In the 2003 World Water Development Report, 23 United Nations agencies combined their efforts and expertise to offer a global overview of the state of the world’s freshwater resources. Although water is the most widely occurring substance on earth, only 2.53 percent is freshwater while the remainder is saltwater. Thus, we need to protect not only our freshwater but also our source of saltwater. I quote Claire Merleau-Ponty and Sylvie Girardet on “The Seawater” chapter from their book My Beloved Planet,

“The five oceans: the Pacific, the Atlantic, the Indian, the Arctic, and the Antarctic, as well as the many smaller seas are salted. They are shaken by slow ocean movements. They brim over with algae, seaweeds and invisible animals – the phytoplankton. Microscopic beings are eaten up by thousands of plants and sea animals: fish, shellfish, crustacean, mollusk and mammals (whales, seals, etc.) that feed us. Seas and oceans are full of mineral salts and vitamins that keep man healthy.

 “Seas and oceans that are so valuable for life on earth are constantly mistreated by men due to pollution and the destruction of the coasts and the butchery of sea animals. We do not realize that if the ocean gets ill, we will too. When we use the seas and oceans as rubbish bins we either kill these animals or make them ill. Since we also take the creatures from the sea to feed ourselves, we may get ill as well. By fishing uncontrollably, many species of crustaceans, fish, and mammals are in danger of disappearing or extinction.  The coastline is in danger too. Many people in the world live on the coastline where tourist resorts thrive.
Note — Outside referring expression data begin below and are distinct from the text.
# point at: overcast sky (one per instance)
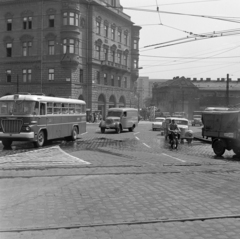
(214, 57)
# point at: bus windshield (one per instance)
(17, 107)
(114, 114)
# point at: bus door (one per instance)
(42, 119)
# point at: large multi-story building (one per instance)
(85, 49)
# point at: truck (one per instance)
(223, 127)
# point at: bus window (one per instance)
(71, 108)
(65, 108)
(36, 108)
(49, 108)
(42, 109)
(78, 109)
(57, 108)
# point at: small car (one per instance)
(157, 124)
(197, 119)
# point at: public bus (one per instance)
(38, 118)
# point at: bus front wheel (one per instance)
(40, 139)
(219, 147)
(74, 133)
(7, 143)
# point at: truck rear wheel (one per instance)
(236, 151)
(219, 147)
(7, 143)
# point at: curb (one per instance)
(203, 140)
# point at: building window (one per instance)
(26, 47)
(105, 30)
(105, 78)
(27, 75)
(135, 64)
(27, 23)
(125, 59)
(51, 19)
(125, 38)
(112, 80)
(119, 58)
(98, 52)
(98, 27)
(113, 33)
(9, 49)
(9, 75)
(105, 50)
(119, 81)
(98, 77)
(50, 74)
(51, 47)
(9, 24)
(81, 76)
(135, 44)
(125, 82)
(70, 46)
(113, 56)
(119, 36)
(70, 18)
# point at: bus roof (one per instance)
(122, 109)
(41, 99)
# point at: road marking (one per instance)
(146, 145)
(175, 158)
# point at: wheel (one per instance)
(7, 143)
(119, 129)
(236, 151)
(219, 147)
(131, 128)
(74, 133)
(40, 139)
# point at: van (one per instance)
(120, 119)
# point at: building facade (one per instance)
(74, 49)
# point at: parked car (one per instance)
(120, 119)
(157, 124)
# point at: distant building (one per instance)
(185, 94)
(78, 49)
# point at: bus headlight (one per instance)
(26, 129)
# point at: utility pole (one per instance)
(17, 84)
(227, 91)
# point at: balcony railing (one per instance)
(114, 65)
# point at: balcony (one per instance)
(116, 66)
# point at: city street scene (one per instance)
(119, 119)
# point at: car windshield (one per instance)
(17, 107)
(182, 122)
(159, 120)
(114, 114)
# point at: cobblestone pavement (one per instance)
(118, 186)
However, they destroy the coast, kill the animals living there, get the seawater dirty, and destroy the landscape.”

Humanity’s rubbish bin

Since the seas and the rivers are humanity’s rubbish bins, no matter how large they are they will get dirty in the long run. Wastewater, waste chemicals, and factory waste products poison plants and animals living there. We may get ill because we eat them. When the water is too dirty, green weeds multiply and prevent other creatures from developing. This is known as the green tide.
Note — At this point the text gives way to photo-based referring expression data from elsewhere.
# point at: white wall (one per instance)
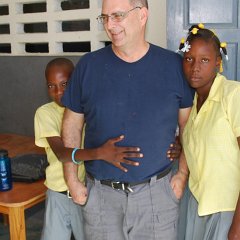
(156, 31)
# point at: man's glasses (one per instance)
(115, 17)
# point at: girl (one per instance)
(211, 139)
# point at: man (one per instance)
(135, 89)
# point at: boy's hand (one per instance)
(78, 192)
(116, 155)
(174, 150)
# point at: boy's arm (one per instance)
(234, 232)
(71, 135)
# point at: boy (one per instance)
(62, 215)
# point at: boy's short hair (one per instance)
(61, 62)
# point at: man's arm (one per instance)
(234, 232)
(179, 180)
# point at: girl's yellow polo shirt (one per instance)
(211, 148)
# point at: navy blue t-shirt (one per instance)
(139, 100)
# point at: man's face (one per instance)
(127, 31)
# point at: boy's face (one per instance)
(57, 78)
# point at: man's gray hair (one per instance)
(141, 3)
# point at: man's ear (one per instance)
(144, 14)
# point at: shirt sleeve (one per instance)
(233, 109)
(72, 95)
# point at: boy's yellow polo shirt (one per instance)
(211, 148)
(48, 123)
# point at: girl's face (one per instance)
(201, 64)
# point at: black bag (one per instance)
(29, 167)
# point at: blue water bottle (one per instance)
(5, 171)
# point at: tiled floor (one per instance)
(34, 222)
In Minamata, Japan, over 1,000 fishermen fell seriously ill because they fed themselves with fish poisoned by the waste chemicals belched out into the sea from a factory nearby. Meantime in Hong Kong, it is frequently forbidden to bathe in the sea because of the danger of abundant microscopic weeds produced by pollution. These seaweeds and algae are called red tide. (Most of the coastline of Luzon has been plagued by the red tide.) The most serious dangers however are oil slicks. Other transformations are the result of men’s construction work, as well as the destruction of salt, marshes, and dunes.

Massacre at sea

Ecologists are anxious. Wrongful fishing practices are killing such an amount of fish that they have no time to reproduce. Some fishing ships are real factories. Once the fish are on board, they are cleaned, chopped, canned or frozen. Trawlers, trying to guarantee a good catch (sometimes 1,000 tons per day), use huge trawl nets that are several miles long. They yank off marine plants and catch all sorts of fish, whether big or small, and not always edible. Sometimes fishermen even explode dynamite at the bottom of the sea to get an easy catch. Hundreds of pounds of fish are killed only to catch a couple of pounds’ weight of prawns. Dolphins and sea lions are even massacred this way!

In the name of the law

It is everybody’s duty to stop the pollution of seas and oceans! Many countries try to agree and pass laws concerning pollution. Presently, it is forbidden to dump industrial waste in almost all the seas in the world. On the other hand, oceans are less protected. Although factories do not have the right to dump carcinogenic products (cancer causing products), large amounts of plastic, iron, concrete, etc. are being thrown into the oceans and seas.